生産現場のロボット化と自動化を支援するウェブマガジン

2024.05.24

イベント

どこを見ても新商品・新機能! 注目分野を深耕【前編】/第33回ファナック新商品発表展示会

ファナックは5月13日~15日の3日間、山梨県忍野村の本社で「第33回ファナック新商品発表展示会」を開催した。新商品や新技術を多数発表し、一堂に展示した。防爆タイプの協働ロボットや物流向けの800kg可搬のロボットなど、ロボットの新商品に大きな注目が集まった。

協働型で防爆ロボット開発

協働ロボットのCRXをベースに防爆仕様を開発した

 ファナックは、ロボットの他に工作機械の制御装置やサーボモーターなども製造する。新商品発表展示会では同社が製造する全分野の新商品を展示するが、常に多くの来場者でにぎわっていたのがロボットの展示エリアだ。

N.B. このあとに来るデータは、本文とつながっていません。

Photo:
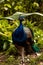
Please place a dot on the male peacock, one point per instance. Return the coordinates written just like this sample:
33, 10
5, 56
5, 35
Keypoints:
23, 39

 数ある新商品の中で特に注目を集めたのが、防爆仕様の協働ロボット「CRX-10iA/L Paint(ペイント)」。塗装に使うロボットで、国際規格に適合する防爆仕様の協働ロボットは世界初(同社調べ)という。
 「協働型なので、アームを手で動かして動作を覚えさせるダイレクトティーチも可能。来場者からの注目度は高い」(説明員)

800kg可搬で重量のあるパレットを積む

物流向けに800kg可搬の新機種を提案

 塗装には専用ブースが必要になるため実演はなかったが、その他の展示では実機を稼働させ、さまざまなデモを披露した。
 近年、ロボットの普及が進む業界の一つが物流だ。会場では物流向けの新商品も発表した。その一つが、800kg可搬の産業用ロボット「M-410/800F-32C」だ。会場では、パレット(荷役台)にペットボトルの水500kgを載せ、そのパレットを搬送するデモを披露した。
 床の上に平置きするだけでなく、ラックの上に載せる動作も実演し、上下方向にも広い動作領域を持つことをアピールした。

長い箱にも対応するデパレタイズシステム

 箱の情報を事前教示せずに、人工知能(AI)技術で自動認識するデパレタイズシステムも展示した。 
 サイズだけでなく、色や柄などが異なる多種多様な箱が混載されているカゴ台車から、自動で箱を取り出す。
 他の箱の倍以上の長さがある箱なども扱ってみせ、さまざまな箱に対応できることを来場者に示した。

食品仕様もラインアップ充実

 食品産業を意識した展示も目立った。
 協働ロボットの「CRXシリーズ」を食品仕様にした「CRX Food-Grade(フードグレード)」を展示。最大可搬質量5kgから30kgまでの全5機種を展示し、幅広いラインアップを訴求した。

 その他、軟らかいロボットハンドで食品をつぶさないように高速搬送するデモも披露した。